Rice points to niche owners like Victoria’s Secret (underwear), Godiva (chocolate) and Tobasco (hot sauce) as shining examples of strong squares that competitors can’t seriously think about overtaking.
Does your company have a niche it can claim as its own? If not, Rice offers the following advice: “Remember, strong squares aren’t necessarily what you do best. They’re where you have a distinct advantage over the rest of the market. Many companies have core competencies; few have strong squares.”
Behind on the clock
World championship chess is played with a chess clock limiting the amount of time each player can spend contemplating and making moves. Rice argues that in this information age all businesses are on the clock and that the pace of business is constantly increasing, which means businesspeople need to learn how to make decisions faster than ever before.
In fact, companies that see the need to regenerate strategy only when their profit margins go south are behind on the clock. The old motto “if it ain’t broke, don’t fix it,” may have worked fine in the 1950s, but in our fast-paced information age you’re always on the clock, and making business moves quickly if you don’t want to leave your organization exposed.
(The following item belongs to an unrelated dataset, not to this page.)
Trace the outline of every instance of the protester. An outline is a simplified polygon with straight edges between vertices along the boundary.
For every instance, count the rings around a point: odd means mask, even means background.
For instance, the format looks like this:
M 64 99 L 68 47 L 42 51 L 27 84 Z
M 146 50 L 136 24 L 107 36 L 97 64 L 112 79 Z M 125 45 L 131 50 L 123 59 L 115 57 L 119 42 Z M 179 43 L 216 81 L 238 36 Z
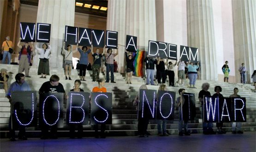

Rice recognizes that having to make a business move before you’re sure exactly what that move should be can be a problem. “But if you wait to move until the perfect answer has been found,” he writes, “you won’t be the one to find it. Then, while you chase your competitors’ approach they’ll have more experience and better customer feedback. You’ll have to run twice as fast just to stay in the same place, and you probably won’t ever catch up.”
Today’s business world is filled with fastpaced zigs and zags and the future is anything but certain. That’s why managers and business owners who are concerned about the future will want to take a closer look at this book. As Rice puts it, “The principles derived from a millennium of chess play provide wonderful models for prospering in the most uncertain business times in history.”